Em primeira instância, é notório que a tecnologia mudou os tipos de trabalhadores, pois, principalmente em multinacionais e companhias ricas há o investimento na ciência e em máquinas que necessitam de qualificação para controlá-las, seja por meio de graduação ou curso, dessa forma, necessita-se de empregados qualificados e especializados. Entretanto, o Brasil é um país que sofre de muita desigualdade social, cerca de 28% da população não tem acesso a educação, sendo os negros e nordestinos os mais afetados, desse modo, muitos indivíduos não conseguem se estudar e se espe-cializar, dificultando a admissão em serviços de qualidade, aumentando mais ainda a desigualdade.
Além disso, houve o surgimento de máquinas mais eficazes que o trabalho manual, substituindo o ser humano e deixando milhares de pessoas desempregadas.
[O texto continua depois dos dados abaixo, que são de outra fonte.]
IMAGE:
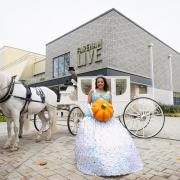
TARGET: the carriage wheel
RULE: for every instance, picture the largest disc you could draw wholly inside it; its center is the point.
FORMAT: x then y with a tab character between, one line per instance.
38	123
143	117
74	117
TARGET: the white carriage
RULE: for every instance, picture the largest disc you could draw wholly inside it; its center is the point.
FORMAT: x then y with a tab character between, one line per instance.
143	116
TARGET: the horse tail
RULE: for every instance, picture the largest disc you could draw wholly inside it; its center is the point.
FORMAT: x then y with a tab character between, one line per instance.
26	123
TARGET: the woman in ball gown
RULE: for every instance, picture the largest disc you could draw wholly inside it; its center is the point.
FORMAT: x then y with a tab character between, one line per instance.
104	148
Com a criação de robôs, um serviço que antes era realizado por 20 empregados, hodiernamente é feito por apenas um robô que além de ser mais rápido e não possuir limite de carga horária semanal, não tem necessidade de descansar, ademais, é mais econômico pois não possui salário ou direitos constitucionais como licença maternidade e direito a greve. Contudo, como consequência houve um aumento no número de desempregados e famílias passando dificuldades, assim como aumentou o número de subempregos e regimes de semi-escravidão, pois a população precisa trabalhar para se sustentar, desse modo, aceitam qualquer tarefa para não passar fome.
Urge, portanto, que instituições públicas cooperem para mitigar essa problemática. Cabe ao Ministério dos Direitos Humanos garantir a redução da desigualdade social, por meio de melhor distribuição de renda pela população, a fim de que os indivíduos tenham acesso a educação para se especializarem e conseguirem empregos de qualidade. Outrossim, cabe ao Ministério do Trabalho evitar que haja demissão em massa de trabalhadores, por meio de criação de cotas de trabalhador por empresa, a fim de que diminua o desemprego no país. Somente assim, as gerações futuras não sofrerão com a falta de empregos e oportunidades.